Hardware and Software Requirements

Contributors netapp-dorianh kevin-hoke Download PDF of this page

This section covers the technology requirements for the ONTAP AI solution.

Hardware Requirements

Although hardware requirements depend on specific customer workloads, ONTAP AI can be deployed at any scale for data engineering, model training, and production inferencing from a single GPU up to rack-scale configurations for large-scale ML/DL operations. For more information about ONTAP AI, see the ONTAP AI website.

This solution was validated using a DGX-1 system for compute, a NetApp AFF A800 storage system, and Cisco Nexus 3232C for network connectivity. The AFF A800 used in this validation can support as many as 10 DGX-1 systems for most ML/DL workloads. The following figure shows the ONTAP AI topology used for model training in this validation.

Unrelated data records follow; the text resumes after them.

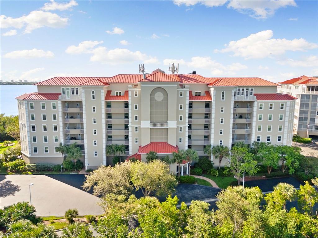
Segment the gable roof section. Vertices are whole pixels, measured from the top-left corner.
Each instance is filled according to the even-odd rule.
[[[111,95],[111,90],[107,90],[105,96],[105,100],[106,101],[128,101],[128,91],[125,91],[124,95],[121,96],[115,96]]]
[[[60,93],[29,93],[16,98],[18,100],[58,100]]]
[[[177,152],[178,146],[174,146],[167,142],[150,142],[143,146],[139,146],[138,154],[147,154],[155,151],[157,154],[171,154]]]
[[[254,93],[258,101],[288,101],[297,99],[289,94],[282,93]]]

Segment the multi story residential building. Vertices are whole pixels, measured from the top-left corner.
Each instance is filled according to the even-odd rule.
[[[297,98],[294,133],[306,138],[318,136],[318,77],[303,75],[280,83],[278,92]]]
[[[277,84],[259,78],[158,69],[143,75],[57,77],[35,85],[38,92],[17,98],[28,162],[61,163],[54,148],[60,143],[76,142],[86,169],[111,164],[106,148],[112,144],[125,145],[125,158],[145,160],[150,151],[164,156],[191,148],[206,156],[208,145],[291,143],[296,98],[277,93]],[[188,162],[183,165],[187,173]]]

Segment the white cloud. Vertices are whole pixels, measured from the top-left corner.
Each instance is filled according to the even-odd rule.
[[[285,60],[280,60],[278,63],[282,65],[288,65],[292,67],[312,67],[318,68],[318,58],[316,56],[308,57],[303,60],[295,60],[287,59]]]
[[[4,15],[0,16],[1,28],[13,27],[20,29],[25,26],[24,33],[30,33],[33,30],[46,26],[58,28],[66,25],[68,18],[63,18],[55,13],[43,11],[33,11],[29,15],[13,18]]]
[[[2,35],[4,36],[15,36],[16,35],[17,35],[17,30],[10,30],[9,31],[7,31],[5,33],[3,33],[2,34]]]
[[[103,43],[102,41],[85,41],[79,44],[78,46],[71,45],[67,47],[65,52],[72,54],[89,53],[92,52],[93,49],[97,45]]]
[[[47,3],[44,4],[44,6],[41,9],[44,11],[53,11],[59,10],[64,11],[72,8],[73,7],[78,5],[78,3],[74,0],[71,0],[68,3],[59,3],[54,0],[50,0],[51,3]]]
[[[224,5],[227,3],[228,8],[233,8],[239,12],[247,14],[251,17],[258,19],[264,19],[273,16],[278,9],[290,6],[296,6],[294,0],[291,1],[188,1],[174,0],[178,6],[184,4],[187,6],[197,4],[213,7]]]
[[[245,59],[262,58],[282,55],[287,50],[305,51],[317,47],[316,44],[308,42],[303,38],[291,40],[272,38],[273,35],[271,30],[260,31],[238,41],[230,41],[225,45],[225,49],[216,50],[214,52],[232,52],[234,53],[233,56]]]
[[[168,65],[173,63],[179,63],[180,65],[184,65],[192,68],[202,69],[211,71],[214,75],[221,74],[231,75],[235,71],[238,71],[247,68],[247,66],[240,63],[233,63],[231,64],[225,65],[223,64],[212,60],[210,57],[197,56],[191,58],[191,61],[186,62],[183,59],[166,59],[163,60],[163,64]]]
[[[54,54],[52,51],[45,51],[43,50],[15,50],[5,54],[4,58],[10,59],[30,59],[32,58],[52,58]]]
[[[106,32],[108,34],[118,34],[121,35],[125,33],[125,31],[122,29],[118,28],[118,27],[114,27],[113,29],[113,31],[111,31],[109,30],[107,30]]]
[[[122,40],[121,41],[119,42],[119,43],[123,45],[127,45],[129,44],[129,43],[128,43],[128,42],[127,41],[125,40]]]

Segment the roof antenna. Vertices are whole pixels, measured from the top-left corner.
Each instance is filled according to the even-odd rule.
[[[169,66],[169,71],[171,72],[171,74],[177,74],[179,72],[179,63],[177,64],[176,66],[172,64],[171,66]]]
[[[142,73],[143,76],[143,78],[144,79],[146,78],[146,75],[145,74],[145,65],[143,64],[138,64],[139,69],[139,73]]]

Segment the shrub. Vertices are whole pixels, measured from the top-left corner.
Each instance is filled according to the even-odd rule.
[[[87,215],[85,216],[85,217],[90,223],[94,222],[96,221],[96,218],[93,215]]]
[[[22,219],[29,220],[34,224],[42,221],[35,216],[35,208],[32,205],[29,205],[28,202],[19,202],[5,207],[0,209],[0,224],[2,228],[7,226],[10,223]]]
[[[212,162],[207,157],[199,158],[198,160],[198,164],[199,164],[199,167],[205,172],[210,171],[213,167]]]
[[[191,173],[193,175],[201,175],[203,172],[201,168],[194,168],[191,170]]]
[[[184,176],[180,176],[179,178],[179,181],[181,183],[195,183],[196,179],[193,176],[186,175]]]
[[[9,172],[21,173],[26,171],[26,164],[23,160],[18,159],[14,161],[5,163]]]
[[[65,212],[65,218],[70,223],[72,223],[74,221],[74,219],[78,215],[77,209],[69,209]]]

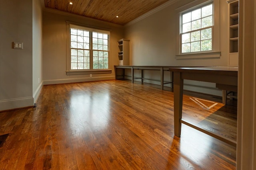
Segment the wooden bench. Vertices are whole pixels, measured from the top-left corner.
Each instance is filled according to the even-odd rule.
[[[144,70],[159,70],[160,71],[160,82],[161,89],[164,89],[164,85],[167,84],[171,84],[171,87],[172,87],[172,82],[173,73],[172,72],[172,76],[170,82],[164,81],[164,71],[170,71],[169,68],[170,67],[175,67],[174,66],[114,66],[115,68],[115,77],[116,79],[124,79],[125,76],[125,69],[130,69],[132,72],[132,83],[133,83],[135,79],[141,79],[142,82],[143,82],[144,80],[151,80],[159,81],[159,80],[153,80],[150,78],[146,78],[144,77],[143,71]],[[180,67],[180,66],[179,66]],[[119,72],[119,70],[121,70],[122,74],[117,75],[117,73]],[[140,76],[139,77],[134,77],[134,70],[140,70]]]

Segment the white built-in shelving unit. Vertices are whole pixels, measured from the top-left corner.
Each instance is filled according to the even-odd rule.
[[[118,41],[119,49],[118,65],[128,66],[130,65],[130,40],[121,39]]]

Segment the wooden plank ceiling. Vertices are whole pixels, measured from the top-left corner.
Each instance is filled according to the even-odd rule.
[[[44,2],[46,8],[124,25],[169,0],[44,0]],[[70,4],[70,2],[73,4]]]

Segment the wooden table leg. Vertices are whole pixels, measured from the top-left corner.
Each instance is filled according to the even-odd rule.
[[[222,90],[222,104],[227,104],[227,90]]]
[[[181,122],[182,114],[182,100],[183,97],[183,79],[181,78],[181,73],[174,73],[174,135],[180,137]]]
[[[140,78],[141,78],[141,82],[143,83],[143,70],[140,70]]]
[[[133,70],[133,67],[132,67],[132,83],[133,83],[134,81],[134,70]]]

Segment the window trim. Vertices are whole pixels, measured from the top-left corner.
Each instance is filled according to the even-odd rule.
[[[212,49],[211,51],[197,52],[188,53],[181,53],[181,36],[180,36],[181,23],[181,14],[192,10],[193,8],[201,6],[212,2],[213,5],[213,32],[212,35]],[[176,59],[190,59],[220,58],[220,0],[210,0],[205,2],[204,0],[196,0],[176,9]]]
[[[106,74],[112,73],[112,70],[110,69],[110,37],[111,30],[104,28],[93,27],[90,25],[88,25],[76,23],[68,21],[66,21],[66,74],[68,75],[78,75],[78,74]],[[98,32],[100,33],[108,33],[109,36],[109,54],[108,54],[108,68],[101,69],[93,69],[93,70],[71,70],[71,59],[70,55],[70,29],[71,26],[74,27],[76,29],[88,29],[88,31],[90,31]],[[91,61],[90,57],[90,61]]]

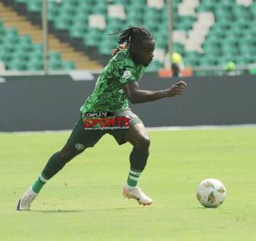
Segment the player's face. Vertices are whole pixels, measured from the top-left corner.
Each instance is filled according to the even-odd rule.
[[[148,66],[153,60],[154,50],[154,41],[145,40],[136,48],[132,48],[131,57],[136,63]]]

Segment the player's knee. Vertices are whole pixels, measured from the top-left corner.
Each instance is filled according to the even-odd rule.
[[[141,151],[148,151],[150,146],[150,139],[148,136],[142,136],[137,141],[137,148]]]
[[[63,162],[68,163],[79,153],[81,153],[81,152],[79,152],[77,150],[68,149],[67,148],[67,146],[64,146],[63,149],[60,152],[60,156]]]

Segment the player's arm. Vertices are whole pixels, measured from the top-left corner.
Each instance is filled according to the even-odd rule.
[[[157,100],[165,97],[182,95],[187,86],[183,81],[174,83],[170,89],[158,91],[143,90],[137,82],[123,84],[122,89],[131,104],[144,103]]]

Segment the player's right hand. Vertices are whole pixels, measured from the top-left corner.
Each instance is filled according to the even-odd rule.
[[[187,83],[183,81],[175,83],[168,90],[168,96],[172,97],[177,95],[183,95],[186,87]]]

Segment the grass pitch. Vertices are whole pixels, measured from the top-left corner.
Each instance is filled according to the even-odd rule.
[[[124,199],[131,149],[104,136],[49,181],[31,211],[15,210],[69,134],[0,134],[0,240],[256,240],[256,128],[153,131],[139,186],[153,199]],[[218,209],[201,206],[205,178],[227,188]]]

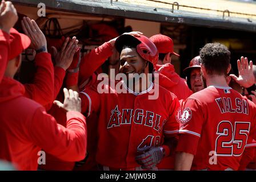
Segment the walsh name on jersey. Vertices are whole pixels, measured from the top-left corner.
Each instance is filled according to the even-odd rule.
[[[248,114],[248,102],[245,100],[236,98],[235,106],[232,104],[232,101],[229,97],[220,97],[216,98],[215,101],[221,113],[237,113]]]

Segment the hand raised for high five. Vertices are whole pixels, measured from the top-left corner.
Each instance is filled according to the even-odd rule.
[[[31,48],[37,52],[47,52],[46,39],[35,20],[23,17],[21,25],[25,34],[30,38]]]
[[[66,111],[81,111],[81,99],[79,97],[79,94],[71,89],[67,90],[64,88],[64,101],[61,103],[59,101],[54,101],[54,104],[56,104],[59,108],[62,108]]]
[[[254,84],[254,76],[253,71],[253,61],[248,63],[247,57],[241,57],[241,61],[237,60],[237,67],[239,72],[239,76],[230,74],[230,76],[233,78],[241,86],[249,88]]]

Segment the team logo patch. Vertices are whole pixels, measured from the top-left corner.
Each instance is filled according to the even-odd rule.
[[[189,107],[185,107],[182,112],[179,108],[175,113],[176,121],[182,125],[187,123],[192,118],[192,111]]]

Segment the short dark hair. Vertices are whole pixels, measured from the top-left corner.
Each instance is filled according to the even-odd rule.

Error: Missing Graphic Image

To extend this solution to a public cloud, Cloud Volumes ONTAP can be deployed alongside cloud GPU compute resources and integrated into a hybrid cloud data fabric that enables customers to use whatever resources are appropriate for any given workload.

Software Requirements

The following table shows the specific software versions used in this solution validation.

Component Version

Ubuntu

18.04.4 LTS

NVIDIA DGX OS

4.4.0

NVIDIA DeepOps

20.02.1

Kubernetes

1.15

Helm

3.1.0

cnvrg.io

3.0.0

NetApp ONTAP

9.6P4

For this solution validation, Kubernetes was deployed as a single-node cluster on the DGX-1 system. For large-scale deployments, independent Kubernetes master nodes should be deployed to provide high availability of management services as well as reserve valuable DGX resources for ML and DL workloads.